Turkish officials have been hailing a notable rise in the country’s exports, but the increase has been marked by price cutting while the country’s imports have grown more expensive, official data show.

In the first nine months of the year, Turkey’s exports were worth some $188 billion, a 17% increase from the same period in 2021, while the bill of its imports topped $271 billion, increasing more than 40% from the same period last year.

Trade Minister Mehmet Mus praised the rise in exports as “a strong performance,” but said nothing about how the quantity of exports has changed.

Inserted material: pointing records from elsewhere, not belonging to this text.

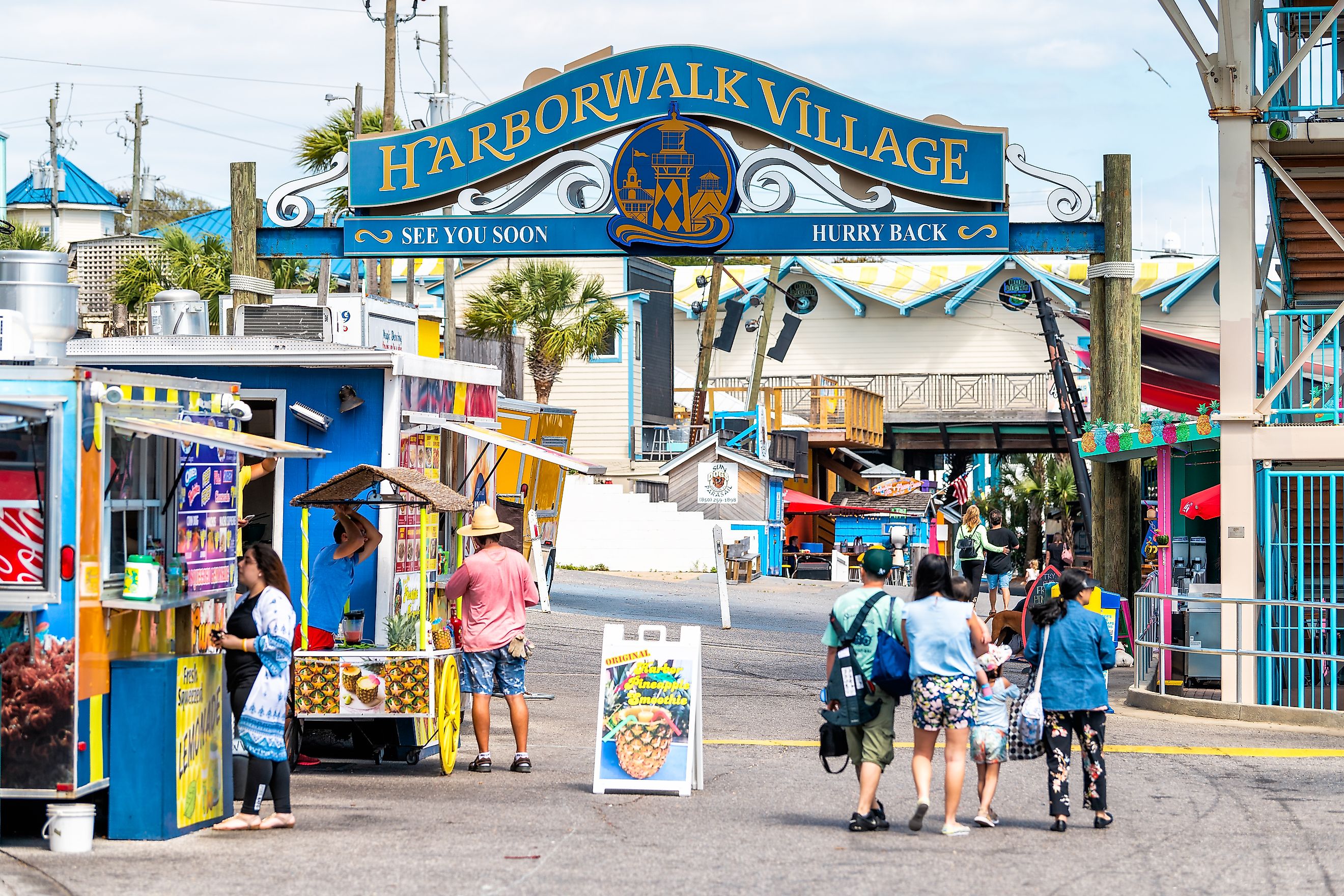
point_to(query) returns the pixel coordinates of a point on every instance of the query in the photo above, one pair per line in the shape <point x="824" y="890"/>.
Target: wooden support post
<point x="702" y="371"/>
<point x="1116" y="390"/>
<point x="242" y="198"/>
<point x="764" y="332"/>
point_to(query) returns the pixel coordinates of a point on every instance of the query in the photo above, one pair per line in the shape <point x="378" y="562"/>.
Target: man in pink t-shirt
<point x="496" y="589"/>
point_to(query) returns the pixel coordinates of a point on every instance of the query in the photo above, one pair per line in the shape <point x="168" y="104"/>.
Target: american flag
<point x="961" y="488"/>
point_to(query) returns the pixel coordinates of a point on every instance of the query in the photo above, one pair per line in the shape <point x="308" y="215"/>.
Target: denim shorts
<point x="494" y="672"/>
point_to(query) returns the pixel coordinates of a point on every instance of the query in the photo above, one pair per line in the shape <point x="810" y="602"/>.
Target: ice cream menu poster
<point x="207" y="514"/>
<point x="648" y="734"/>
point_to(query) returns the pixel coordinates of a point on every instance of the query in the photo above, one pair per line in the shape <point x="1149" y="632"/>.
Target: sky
<point x="1062" y="76"/>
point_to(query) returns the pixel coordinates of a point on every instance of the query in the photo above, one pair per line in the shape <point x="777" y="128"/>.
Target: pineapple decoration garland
<point x="1089" y="441"/>
<point x="1113" y="437"/>
<point x="1145" y="428"/>
<point x="643" y="741"/>
<point x="1168" y="428"/>
<point x="1202" y="424"/>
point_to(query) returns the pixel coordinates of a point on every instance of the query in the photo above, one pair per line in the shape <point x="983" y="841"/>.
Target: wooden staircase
<point x="1312" y="262"/>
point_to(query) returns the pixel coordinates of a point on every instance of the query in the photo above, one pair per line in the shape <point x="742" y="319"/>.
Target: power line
<point x="215" y="133"/>
<point x="179" y="74"/>
<point x="468" y="77"/>
<point x="237" y="112"/>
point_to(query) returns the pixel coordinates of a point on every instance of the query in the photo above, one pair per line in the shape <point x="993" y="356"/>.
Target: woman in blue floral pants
<point x="1090" y="727"/>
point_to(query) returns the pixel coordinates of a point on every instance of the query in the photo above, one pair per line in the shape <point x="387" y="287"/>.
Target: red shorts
<point x="318" y="638"/>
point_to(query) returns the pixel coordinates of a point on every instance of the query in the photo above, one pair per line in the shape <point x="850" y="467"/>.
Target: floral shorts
<point x="988" y="745"/>
<point x="944" y="702"/>
<point x="494" y="672"/>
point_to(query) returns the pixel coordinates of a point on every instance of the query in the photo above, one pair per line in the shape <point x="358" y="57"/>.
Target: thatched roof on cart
<point x="359" y="484"/>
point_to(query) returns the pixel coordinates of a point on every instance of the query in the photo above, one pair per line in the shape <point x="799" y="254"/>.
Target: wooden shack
<point x="744" y="491"/>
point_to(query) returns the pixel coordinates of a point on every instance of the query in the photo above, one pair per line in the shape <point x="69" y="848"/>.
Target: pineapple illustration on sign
<point x="643" y="739"/>
<point x="1089" y="440"/>
<point x="1202" y="424"/>
<point x="1145" y="428"/>
<point x="1170" y="429"/>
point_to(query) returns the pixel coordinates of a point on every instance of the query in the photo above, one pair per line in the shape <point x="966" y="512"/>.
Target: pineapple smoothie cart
<point x="414" y="680"/>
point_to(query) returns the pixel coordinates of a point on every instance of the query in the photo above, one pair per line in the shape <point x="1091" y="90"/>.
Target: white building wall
<point x="76" y="223"/>
<point x="604" y="526"/>
<point x="982" y="338"/>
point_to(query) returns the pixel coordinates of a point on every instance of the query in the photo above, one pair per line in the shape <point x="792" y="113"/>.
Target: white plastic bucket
<point x="70" y="828"/>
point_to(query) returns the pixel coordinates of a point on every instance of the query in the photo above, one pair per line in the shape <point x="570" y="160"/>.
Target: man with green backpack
<point x="863" y="710"/>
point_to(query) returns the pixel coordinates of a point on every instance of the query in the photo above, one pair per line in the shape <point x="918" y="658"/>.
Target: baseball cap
<point x="877" y="562"/>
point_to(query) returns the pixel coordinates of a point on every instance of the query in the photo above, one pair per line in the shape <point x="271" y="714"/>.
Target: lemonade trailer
<point x="119" y="534"/>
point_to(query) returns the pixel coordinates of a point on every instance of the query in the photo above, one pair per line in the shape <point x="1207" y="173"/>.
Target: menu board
<point x="207" y="514"/>
<point x="418" y="452"/>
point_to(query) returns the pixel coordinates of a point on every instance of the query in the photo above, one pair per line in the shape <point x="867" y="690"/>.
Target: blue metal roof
<point x="80" y="190"/>
<point x="221" y="223"/>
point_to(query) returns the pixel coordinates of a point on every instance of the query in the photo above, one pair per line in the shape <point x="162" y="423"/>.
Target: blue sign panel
<point x="491" y="236"/>
<point x="632" y="88"/>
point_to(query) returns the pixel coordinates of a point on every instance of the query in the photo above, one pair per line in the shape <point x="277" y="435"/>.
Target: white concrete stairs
<point x="604" y="526"/>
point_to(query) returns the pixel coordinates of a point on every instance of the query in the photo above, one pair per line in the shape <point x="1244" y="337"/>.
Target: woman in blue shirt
<point x="1073" y="692"/>
<point x="944" y="640"/>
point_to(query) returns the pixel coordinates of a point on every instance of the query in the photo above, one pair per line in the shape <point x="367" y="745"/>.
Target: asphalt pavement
<point x="1189" y="817"/>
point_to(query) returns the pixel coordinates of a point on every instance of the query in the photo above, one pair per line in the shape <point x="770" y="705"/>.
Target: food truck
<point x="427" y="440"/>
<point x="119" y="541"/>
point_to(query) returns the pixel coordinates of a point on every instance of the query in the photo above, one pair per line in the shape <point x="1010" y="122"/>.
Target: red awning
<point x="1203" y="506"/>
<point x="800" y="503"/>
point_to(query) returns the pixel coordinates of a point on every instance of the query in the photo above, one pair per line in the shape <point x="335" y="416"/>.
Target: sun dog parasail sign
<point x="677" y="183"/>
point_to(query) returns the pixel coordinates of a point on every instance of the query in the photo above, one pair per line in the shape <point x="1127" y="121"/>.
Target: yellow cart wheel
<point x="450" y="714"/>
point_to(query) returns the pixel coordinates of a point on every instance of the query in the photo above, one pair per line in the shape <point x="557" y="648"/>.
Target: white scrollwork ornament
<point x="289" y="209"/>
<point x="771" y="167"/>
<point x="1070" y="202"/>
<point x="562" y="170"/>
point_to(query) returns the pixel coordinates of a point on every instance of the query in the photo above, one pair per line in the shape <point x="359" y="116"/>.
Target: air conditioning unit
<point x="284" y="321"/>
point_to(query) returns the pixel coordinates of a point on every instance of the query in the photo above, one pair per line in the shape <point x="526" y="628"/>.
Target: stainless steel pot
<point x="29" y="266"/>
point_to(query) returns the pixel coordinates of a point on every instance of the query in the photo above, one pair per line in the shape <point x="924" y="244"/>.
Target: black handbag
<point x="1019" y="749"/>
<point x="834" y="743"/>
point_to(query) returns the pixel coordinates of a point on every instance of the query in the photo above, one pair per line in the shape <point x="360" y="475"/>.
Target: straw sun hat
<point x="486" y="522"/>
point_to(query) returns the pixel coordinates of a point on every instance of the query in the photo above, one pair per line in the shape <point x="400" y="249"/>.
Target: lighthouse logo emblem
<point x="674" y="186"/>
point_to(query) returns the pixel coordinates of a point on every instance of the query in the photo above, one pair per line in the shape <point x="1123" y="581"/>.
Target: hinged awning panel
<point x="215" y="437"/>
<point x="551" y="456"/>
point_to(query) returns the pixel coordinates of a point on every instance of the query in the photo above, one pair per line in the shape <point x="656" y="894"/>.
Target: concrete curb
<point x="1141" y="699"/>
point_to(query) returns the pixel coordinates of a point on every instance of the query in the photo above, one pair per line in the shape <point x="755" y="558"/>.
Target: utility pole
<point x="450" y="264"/>
<point x="764" y="332"/>
<point x="55" y="174"/>
<point x="355" y="133"/>
<point x="1116" y="386"/>
<point x="385" y="266"/>
<point x="242" y="202"/>
<point x="702" y="370"/>
<point x="136" y="186"/>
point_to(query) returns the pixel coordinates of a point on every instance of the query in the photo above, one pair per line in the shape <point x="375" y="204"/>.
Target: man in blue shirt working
<point x="331" y="578"/>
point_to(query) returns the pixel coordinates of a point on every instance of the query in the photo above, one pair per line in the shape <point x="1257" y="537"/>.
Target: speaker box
<point x="732" y="319"/>
<point x="781" y="346"/>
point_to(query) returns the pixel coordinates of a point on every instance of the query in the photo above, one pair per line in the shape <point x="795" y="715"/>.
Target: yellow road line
<point x="1264" y="752"/>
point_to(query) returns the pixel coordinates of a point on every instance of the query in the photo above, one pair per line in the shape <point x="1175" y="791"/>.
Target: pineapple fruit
<point x="643" y="742"/>
<point x="402" y="630"/>
<point x="366" y="689"/>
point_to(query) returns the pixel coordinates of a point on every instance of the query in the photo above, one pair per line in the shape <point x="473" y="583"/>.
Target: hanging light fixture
<point x="347" y="398"/>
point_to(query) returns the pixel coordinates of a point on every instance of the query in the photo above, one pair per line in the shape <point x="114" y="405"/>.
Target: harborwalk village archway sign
<point x="677" y="186"/>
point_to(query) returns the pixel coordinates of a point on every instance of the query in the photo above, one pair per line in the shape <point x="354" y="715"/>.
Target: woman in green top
<point x="969" y="547"/>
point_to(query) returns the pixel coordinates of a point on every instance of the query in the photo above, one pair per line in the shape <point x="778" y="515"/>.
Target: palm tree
<point x="27" y="237"/>
<point x="182" y="264"/>
<point x="319" y="146"/>
<point x="562" y="316"/>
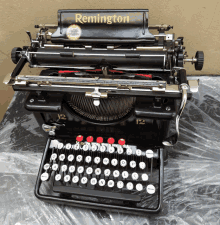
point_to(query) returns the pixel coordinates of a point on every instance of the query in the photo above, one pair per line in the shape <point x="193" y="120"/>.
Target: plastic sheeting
<point x="191" y="178"/>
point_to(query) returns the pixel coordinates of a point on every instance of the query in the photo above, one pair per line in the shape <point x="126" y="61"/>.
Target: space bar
<point x="96" y="193"/>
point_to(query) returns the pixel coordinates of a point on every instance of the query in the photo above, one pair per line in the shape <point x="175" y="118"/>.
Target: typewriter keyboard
<point x="102" y="168"/>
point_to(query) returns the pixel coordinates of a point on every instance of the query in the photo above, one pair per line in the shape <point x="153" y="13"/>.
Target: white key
<point x="102" y="182"/>
<point x="107" y="172"/>
<point x="129" y="186"/>
<point x="129" y="151"/>
<point x="94" y="147"/>
<point x="89" y="170"/>
<point x="80" y="169"/>
<point x="79" y="158"/>
<point x="57" y="177"/>
<point x="123" y="163"/>
<point x="132" y="164"/>
<point x="86" y="147"/>
<point x="54" y="156"/>
<point x="139" y="187"/>
<point x="84" y="180"/>
<point x="60" y="146"/>
<point x="70" y="158"/>
<point x="111" y="183"/>
<point x="72" y="169"/>
<point x="150" y="189"/>
<point x="103" y="148"/>
<point x="134" y="176"/>
<point x="44" y="176"/>
<point x="75" y="179"/>
<point x="114" y="162"/>
<point x="111" y="149"/>
<point x="68" y="146"/>
<point x="149" y="153"/>
<point x="144" y="177"/>
<point x="120" y="184"/>
<point x="67" y="178"/>
<point x="61" y="157"/>
<point x="125" y="174"/>
<point x="88" y="159"/>
<point x="55" y="167"/>
<point x="142" y="165"/>
<point x="46" y="166"/>
<point x="116" y="173"/>
<point x="97" y="160"/>
<point x="98" y="171"/>
<point x="138" y="152"/>
<point x="105" y="161"/>
<point x="64" y="168"/>
<point x="93" y="181"/>
<point x="120" y="150"/>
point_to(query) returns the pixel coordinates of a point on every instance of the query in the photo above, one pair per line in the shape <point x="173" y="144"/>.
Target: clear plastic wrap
<point x="191" y="178"/>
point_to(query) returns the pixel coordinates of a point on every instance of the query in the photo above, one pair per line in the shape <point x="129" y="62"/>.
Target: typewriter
<point x="106" y="96"/>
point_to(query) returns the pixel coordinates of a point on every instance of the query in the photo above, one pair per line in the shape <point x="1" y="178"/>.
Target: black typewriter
<point x="106" y="96"/>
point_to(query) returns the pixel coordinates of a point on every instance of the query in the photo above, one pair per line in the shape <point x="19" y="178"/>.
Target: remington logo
<point x="79" y="18"/>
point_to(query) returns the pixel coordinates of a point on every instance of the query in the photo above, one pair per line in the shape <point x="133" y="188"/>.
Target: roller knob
<point x="200" y="60"/>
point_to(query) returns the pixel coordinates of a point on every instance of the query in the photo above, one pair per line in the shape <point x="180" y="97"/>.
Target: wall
<point x="197" y="21"/>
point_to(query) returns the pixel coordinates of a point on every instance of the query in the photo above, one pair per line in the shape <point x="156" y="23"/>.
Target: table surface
<point x="191" y="178"/>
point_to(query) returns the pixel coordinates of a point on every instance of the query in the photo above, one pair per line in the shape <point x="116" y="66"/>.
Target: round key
<point x="88" y="159"/>
<point x="44" y="176"/>
<point x="60" y="146"/>
<point x="93" y="181"/>
<point x="138" y="152"/>
<point x="79" y="158"/>
<point x="72" y="169"/>
<point x="150" y="189"/>
<point x="57" y="177"/>
<point x="98" y="171"/>
<point x="123" y="163"/>
<point x="94" y="147"/>
<point x="70" y="158"/>
<point x="68" y="146"/>
<point x="125" y="174"/>
<point x="79" y="138"/>
<point x="61" y="157"/>
<point x="67" y="178"/>
<point x="139" y="187"/>
<point x="54" y="156"/>
<point x="97" y="160"/>
<point x="134" y="176"/>
<point x="129" y="186"/>
<point x="103" y="148"/>
<point x="111" y="183"/>
<point x="105" y="161"/>
<point x="75" y="179"/>
<point x="132" y="164"/>
<point x="116" y="173"/>
<point x="46" y="166"/>
<point x="89" y="170"/>
<point x="142" y="165"/>
<point x="149" y="153"/>
<point x="107" y="172"/>
<point x="120" y="184"/>
<point x="120" y="150"/>
<point x="129" y="151"/>
<point x="111" y="149"/>
<point x="84" y="180"/>
<point x="80" y="169"/>
<point x="144" y="177"/>
<point x="101" y="182"/>
<point x="55" y="167"/>
<point x="85" y="147"/>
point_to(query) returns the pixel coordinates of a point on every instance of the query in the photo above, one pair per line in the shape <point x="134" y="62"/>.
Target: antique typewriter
<point x="106" y="96"/>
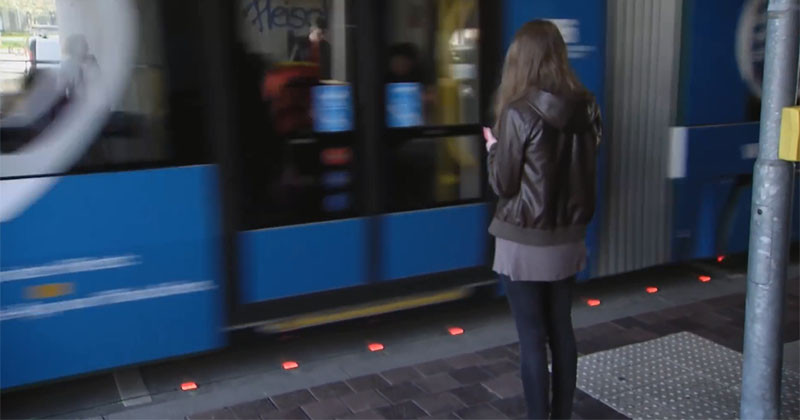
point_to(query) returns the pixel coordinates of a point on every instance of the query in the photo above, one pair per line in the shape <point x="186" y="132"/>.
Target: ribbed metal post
<point x="770" y="221"/>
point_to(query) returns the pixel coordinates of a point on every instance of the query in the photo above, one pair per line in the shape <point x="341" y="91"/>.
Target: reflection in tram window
<point x="297" y="111"/>
<point x="429" y="172"/>
<point x="435" y="43"/>
<point x="50" y="66"/>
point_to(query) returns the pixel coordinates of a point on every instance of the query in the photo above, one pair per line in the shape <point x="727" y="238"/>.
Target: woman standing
<point x="542" y="166"/>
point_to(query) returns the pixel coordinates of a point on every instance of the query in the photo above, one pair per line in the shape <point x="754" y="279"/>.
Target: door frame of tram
<point x="220" y="32"/>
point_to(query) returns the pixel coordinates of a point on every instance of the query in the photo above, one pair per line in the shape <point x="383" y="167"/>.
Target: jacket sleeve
<point x="596" y="120"/>
<point x="507" y="156"/>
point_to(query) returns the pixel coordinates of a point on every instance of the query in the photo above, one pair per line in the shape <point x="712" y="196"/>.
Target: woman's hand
<point x="489" y="137"/>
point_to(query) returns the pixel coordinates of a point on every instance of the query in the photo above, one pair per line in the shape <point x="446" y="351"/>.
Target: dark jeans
<point x="543" y="314"/>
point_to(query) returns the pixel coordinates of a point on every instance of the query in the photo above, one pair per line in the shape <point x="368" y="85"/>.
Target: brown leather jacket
<point x="543" y="169"/>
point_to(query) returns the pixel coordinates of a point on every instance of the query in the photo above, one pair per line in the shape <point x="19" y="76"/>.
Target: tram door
<point x="436" y="215"/>
<point x="300" y="230"/>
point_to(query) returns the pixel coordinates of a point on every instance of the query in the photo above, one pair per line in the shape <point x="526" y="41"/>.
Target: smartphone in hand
<point x="489" y="137"/>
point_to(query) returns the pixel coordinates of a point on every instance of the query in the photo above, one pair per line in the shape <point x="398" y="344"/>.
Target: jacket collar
<point x="555" y="110"/>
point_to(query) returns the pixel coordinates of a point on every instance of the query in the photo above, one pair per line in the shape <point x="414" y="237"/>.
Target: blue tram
<point x="191" y="169"/>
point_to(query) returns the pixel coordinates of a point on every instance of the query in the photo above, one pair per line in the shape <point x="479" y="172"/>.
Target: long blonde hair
<point x="536" y="58"/>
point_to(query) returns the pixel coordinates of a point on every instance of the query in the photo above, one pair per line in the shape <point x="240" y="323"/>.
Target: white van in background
<point x="44" y="48"/>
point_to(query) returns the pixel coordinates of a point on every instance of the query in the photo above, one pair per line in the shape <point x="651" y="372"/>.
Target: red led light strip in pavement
<point x="188" y="386"/>
<point x="455" y="331"/>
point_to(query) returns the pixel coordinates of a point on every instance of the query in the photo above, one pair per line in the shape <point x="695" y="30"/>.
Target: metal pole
<point x="770" y="222"/>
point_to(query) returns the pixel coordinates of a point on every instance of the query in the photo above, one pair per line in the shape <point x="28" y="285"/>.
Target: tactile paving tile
<point x="680" y="376"/>
<point x="700" y="409"/>
<point x="678" y="389"/>
<point x="636" y="406"/>
<point x="726" y="398"/>
<point x="636" y="376"/>
<point x="595" y="381"/>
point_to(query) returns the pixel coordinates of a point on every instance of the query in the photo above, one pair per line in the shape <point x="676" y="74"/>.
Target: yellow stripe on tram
<point x="305" y="321"/>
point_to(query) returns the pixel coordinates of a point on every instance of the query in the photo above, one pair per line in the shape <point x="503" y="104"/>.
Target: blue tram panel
<point x="110" y="269"/>
<point x="714" y="148"/>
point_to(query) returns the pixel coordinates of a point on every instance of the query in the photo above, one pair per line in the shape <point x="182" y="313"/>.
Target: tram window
<point x="430" y="172"/>
<point x="434" y="44"/>
<point x="296" y="117"/>
<point x="51" y="69"/>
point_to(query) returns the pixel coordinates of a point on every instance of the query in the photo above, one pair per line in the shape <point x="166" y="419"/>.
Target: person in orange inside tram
<point x="315" y="48"/>
<point x="541" y="164"/>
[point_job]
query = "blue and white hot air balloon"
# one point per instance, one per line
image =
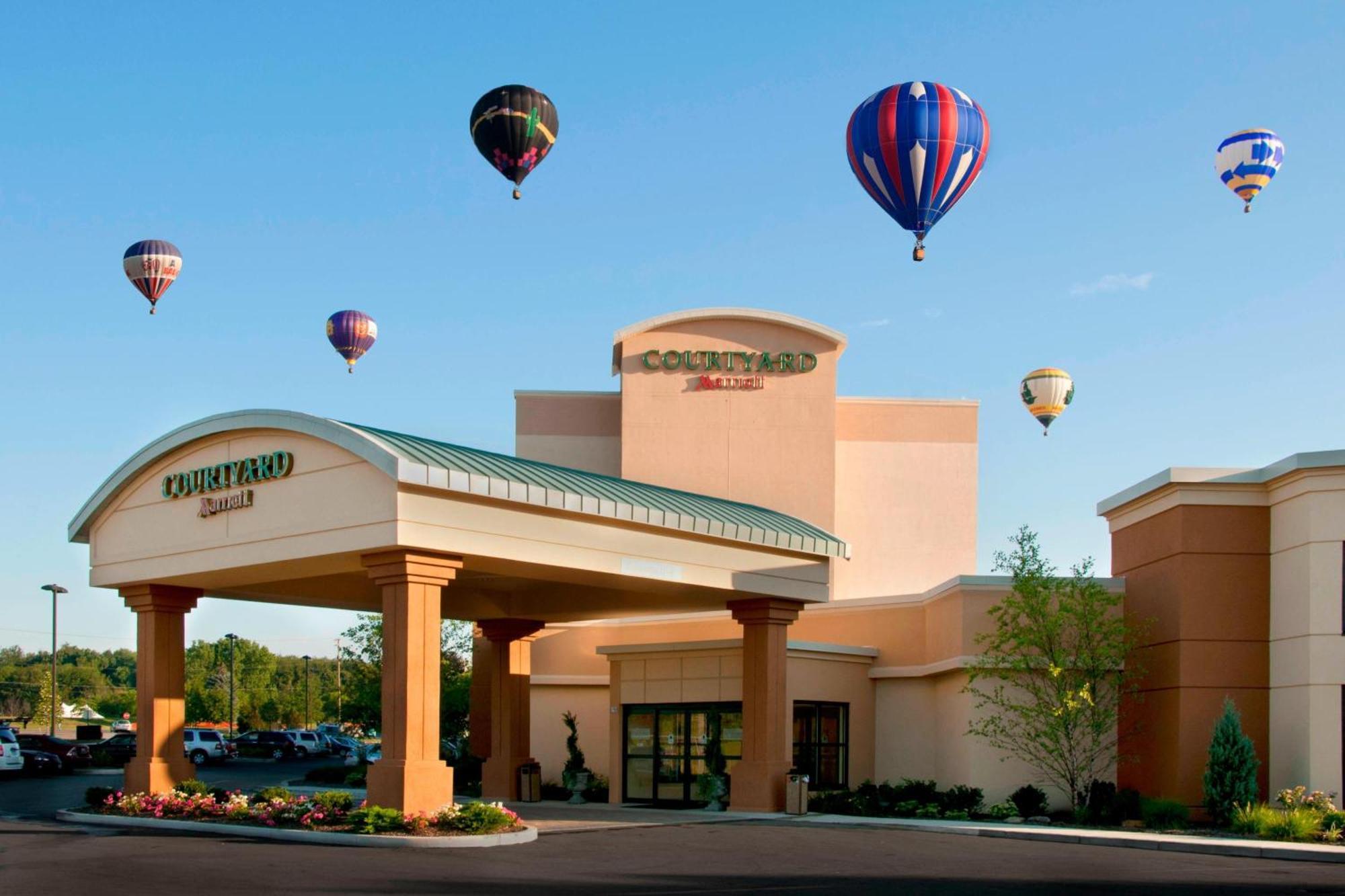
(1247, 161)
(153, 266)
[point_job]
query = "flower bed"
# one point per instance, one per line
(329, 811)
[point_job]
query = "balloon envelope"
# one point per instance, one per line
(153, 266)
(514, 127)
(1047, 393)
(917, 149)
(352, 334)
(1247, 161)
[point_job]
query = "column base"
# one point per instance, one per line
(411, 786)
(155, 775)
(758, 786)
(500, 776)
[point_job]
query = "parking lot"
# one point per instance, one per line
(25, 797)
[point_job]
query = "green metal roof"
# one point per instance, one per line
(438, 464)
(489, 474)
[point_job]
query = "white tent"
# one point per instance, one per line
(85, 712)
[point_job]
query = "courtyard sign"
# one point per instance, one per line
(228, 475)
(746, 362)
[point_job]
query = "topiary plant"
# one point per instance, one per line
(1231, 771)
(575, 762)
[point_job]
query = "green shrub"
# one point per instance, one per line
(268, 794)
(99, 795)
(477, 818)
(1252, 818)
(328, 775)
(333, 801)
(376, 819)
(1295, 825)
(1231, 770)
(922, 791)
(1164, 814)
(1031, 801)
(961, 798)
(193, 787)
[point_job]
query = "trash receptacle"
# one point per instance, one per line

The increase in export revenues was achieved by selling larger quantities of products and thus with lower export unit prices, foreign trade indices released by the Turkish Statistical Institute (TUIK) this week show. The export unit value dropped to 71% of the import unit value in September, according to the data. The export and import unit values were at par in August 2020. In other words, while Turkish exporters sold goods at lower prices, the country’s imports, chief among them energy, grew more expensive, resulting in a significant shift of resources overseas or a “capital hemorrhage” via foreign trade.

The change in the purchasing power of exports relative to imports is measured by the terms of trade (TOT) indicator. The TOT index is the ratio of the export unit value index to the import unit value index. A TOT index above 100 denotes a favorable outlook for the exporting country, with goods sold at higher prices and bought at lower prices compared to the base period, and vice versa, the TUIK says.